In a social-science classroom last year at Newton Bateman, a public elementary school in Chicago, each of the 6th-grade students grab a Google-powered laptop. The tech giant is transforming public education with its low-cost Google Chromebooks laptops and free apps.
The students open Google Classroom, an app where teachers make assignments. Clicking on Google Docs, a writing program, and they bean composing essays. Looking up from her laptop, Masuma Khan, then 11 years old, said her essay explored how schooling in ancient Athens differed from her own. “Back then, they had wooden tablets and they had to take all of their notes on it,” she said. “Nowadays, we can just do it in Google Docs.”
Chicago Public Schools, the third-largest school district in the United States, with about 381,000 students, is at the forefront of a profound shift in American education: the Googlification of the classroom.
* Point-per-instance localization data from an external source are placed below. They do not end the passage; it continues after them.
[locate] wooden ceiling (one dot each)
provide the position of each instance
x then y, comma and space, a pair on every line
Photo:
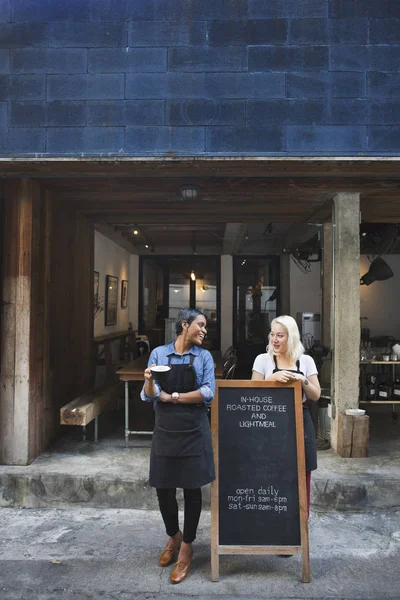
146, 191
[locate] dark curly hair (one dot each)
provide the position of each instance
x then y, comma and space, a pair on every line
188, 315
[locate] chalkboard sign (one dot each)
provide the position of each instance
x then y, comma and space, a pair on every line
258, 500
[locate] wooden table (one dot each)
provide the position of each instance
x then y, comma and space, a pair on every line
125, 338
134, 372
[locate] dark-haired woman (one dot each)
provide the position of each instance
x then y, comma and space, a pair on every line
181, 451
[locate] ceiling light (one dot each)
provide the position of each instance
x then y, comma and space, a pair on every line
189, 191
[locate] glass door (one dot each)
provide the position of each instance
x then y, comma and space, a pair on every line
256, 303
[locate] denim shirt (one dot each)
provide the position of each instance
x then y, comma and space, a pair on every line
203, 364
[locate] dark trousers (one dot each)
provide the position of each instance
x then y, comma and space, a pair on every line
169, 511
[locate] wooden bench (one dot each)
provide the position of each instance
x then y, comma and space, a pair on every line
87, 407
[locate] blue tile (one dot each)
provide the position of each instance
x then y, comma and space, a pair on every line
27, 114
245, 139
4, 147
308, 31
192, 10
50, 10
347, 85
308, 85
348, 31
326, 138
48, 60
384, 112
384, 58
22, 87
342, 9
159, 140
210, 85
27, 140
207, 59
85, 87
384, 31
165, 85
384, 139
4, 62
148, 10
126, 112
339, 9
132, 60
5, 11
3, 114
255, 32
347, 112
325, 84
21, 35
286, 112
42, 114
288, 58
245, 85
87, 35
108, 10
205, 112
383, 85
62, 114
348, 58
161, 33
269, 9
89, 140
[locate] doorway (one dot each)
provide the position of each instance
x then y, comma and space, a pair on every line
170, 283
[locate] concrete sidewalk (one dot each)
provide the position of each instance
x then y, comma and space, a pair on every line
94, 554
108, 475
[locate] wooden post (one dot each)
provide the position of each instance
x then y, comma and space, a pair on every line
353, 436
21, 354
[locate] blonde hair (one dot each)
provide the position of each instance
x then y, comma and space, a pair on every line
295, 347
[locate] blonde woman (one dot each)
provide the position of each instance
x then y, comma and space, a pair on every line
285, 361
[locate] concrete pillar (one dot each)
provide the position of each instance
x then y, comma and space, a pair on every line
284, 308
21, 343
346, 309
226, 301
326, 298
134, 290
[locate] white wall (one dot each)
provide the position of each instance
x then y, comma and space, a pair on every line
305, 289
226, 301
110, 259
380, 300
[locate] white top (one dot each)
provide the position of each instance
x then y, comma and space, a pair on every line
264, 364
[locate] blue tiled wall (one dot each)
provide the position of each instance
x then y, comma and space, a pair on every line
200, 77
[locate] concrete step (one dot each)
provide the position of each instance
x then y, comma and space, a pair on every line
108, 475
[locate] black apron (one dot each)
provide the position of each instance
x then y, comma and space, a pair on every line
181, 451
310, 444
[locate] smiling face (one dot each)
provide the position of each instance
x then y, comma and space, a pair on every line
196, 331
279, 338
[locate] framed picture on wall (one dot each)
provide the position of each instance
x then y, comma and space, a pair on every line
96, 285
124, 293
111, 300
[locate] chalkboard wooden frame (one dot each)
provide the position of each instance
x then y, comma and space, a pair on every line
303, 548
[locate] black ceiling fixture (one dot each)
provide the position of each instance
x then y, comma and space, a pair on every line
379, 270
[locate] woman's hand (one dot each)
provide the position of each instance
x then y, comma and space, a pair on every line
164, 397
286, 376
148, 374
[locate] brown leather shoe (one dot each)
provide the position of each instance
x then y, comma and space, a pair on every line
180, 571
168, 554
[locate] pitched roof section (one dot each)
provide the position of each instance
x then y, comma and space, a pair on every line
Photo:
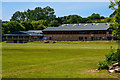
79, 27
27, 33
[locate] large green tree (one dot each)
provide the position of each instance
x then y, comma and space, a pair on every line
115, 25
38, 13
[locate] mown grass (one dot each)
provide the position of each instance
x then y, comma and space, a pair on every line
55, 60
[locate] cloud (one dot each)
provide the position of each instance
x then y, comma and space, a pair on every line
55, 0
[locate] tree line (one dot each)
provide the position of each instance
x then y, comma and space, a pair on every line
41, 18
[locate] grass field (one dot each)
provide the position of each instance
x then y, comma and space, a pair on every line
55, 60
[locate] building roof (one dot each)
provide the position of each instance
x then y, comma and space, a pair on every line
26, 33
79, 27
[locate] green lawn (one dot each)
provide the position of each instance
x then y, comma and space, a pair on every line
55, 60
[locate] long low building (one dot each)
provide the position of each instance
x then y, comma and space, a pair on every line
79, 32
65, 32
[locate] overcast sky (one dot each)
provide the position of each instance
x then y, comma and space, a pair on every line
83, 9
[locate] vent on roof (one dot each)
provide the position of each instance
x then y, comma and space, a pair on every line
85, 25
64, 25
106, 23
97, 24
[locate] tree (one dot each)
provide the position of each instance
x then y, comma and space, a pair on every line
54, 23
38, 13
94, 16
115, 25
27, 25
15, 26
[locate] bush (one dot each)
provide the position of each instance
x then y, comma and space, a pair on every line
103, 65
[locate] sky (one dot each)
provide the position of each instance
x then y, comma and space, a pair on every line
83, 9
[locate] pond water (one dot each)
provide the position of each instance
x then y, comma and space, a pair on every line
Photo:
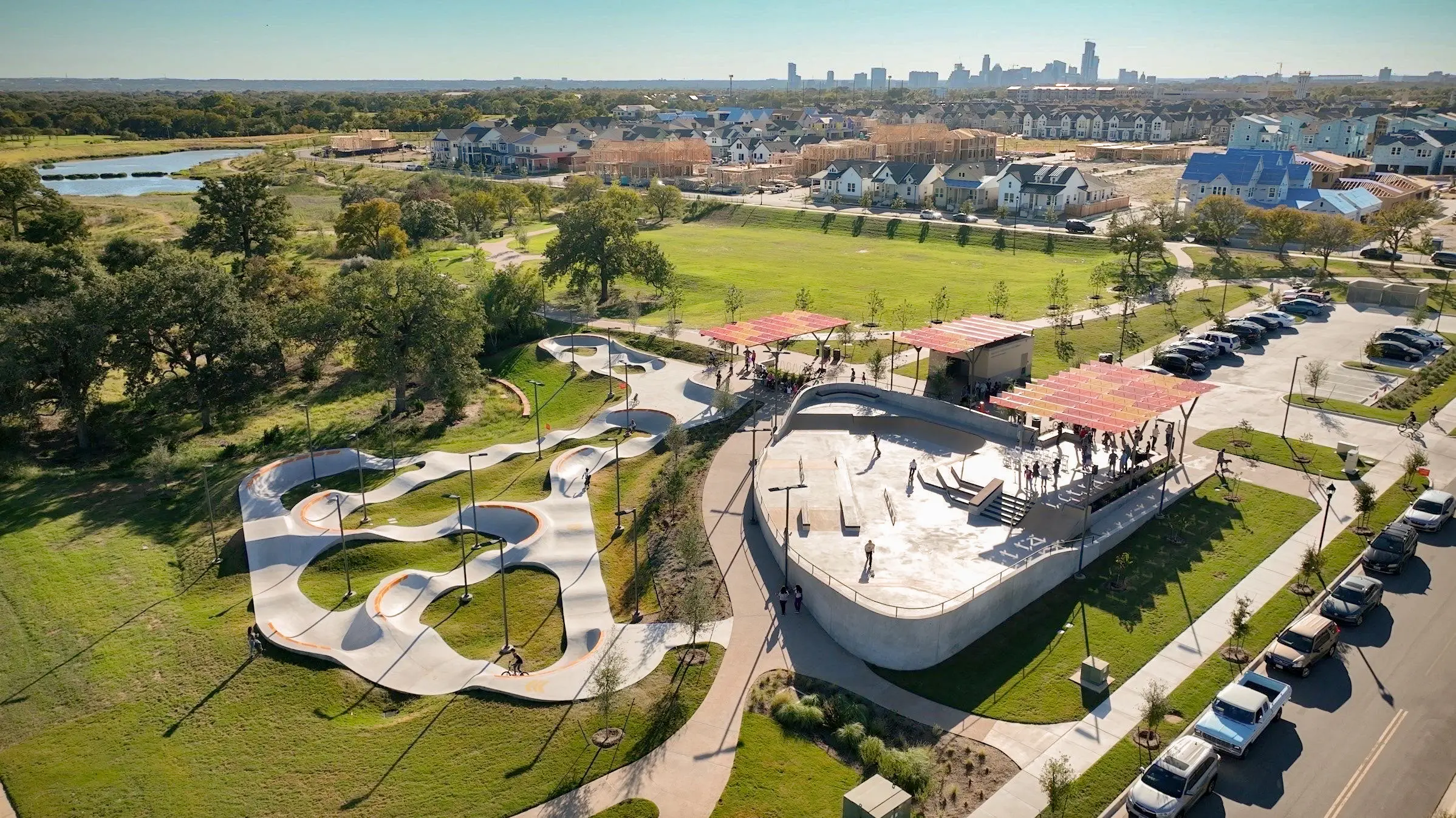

In the space of just five years, Google has helped upend the sales methods companies use to place their products in classrooms. It has enlisted teachers and administrators to promote Google’s products to other schools. It has directly reached out to educators to test its products — effectively bypassing senior district officials. And it has outmaneuvered Apple and Microsoft with a powerful combination of its signature products targeted for the education space: Chromebooks and free classroom apps.
Today, more than half the nation’s primary- and secondary-school students — more than 30 million children — use Google education apps like Gmail and Docs, the company said. And Chromebooks, Google-powered laptops that initially struggled to find a purpose, are now a powerhouse in America’s schools. Today they account for more than half the mobile devices shipped to schools.
“Between the fall of 2012 and now, Google went from an interesting possibility to the dominant way that schools around the country” teach students to find information, create documents and turn them in, said Hal Friedlander, former chief information officer for the New York City Department of Education, the nation’s largest school district. “Google established itself as a fact in schools.”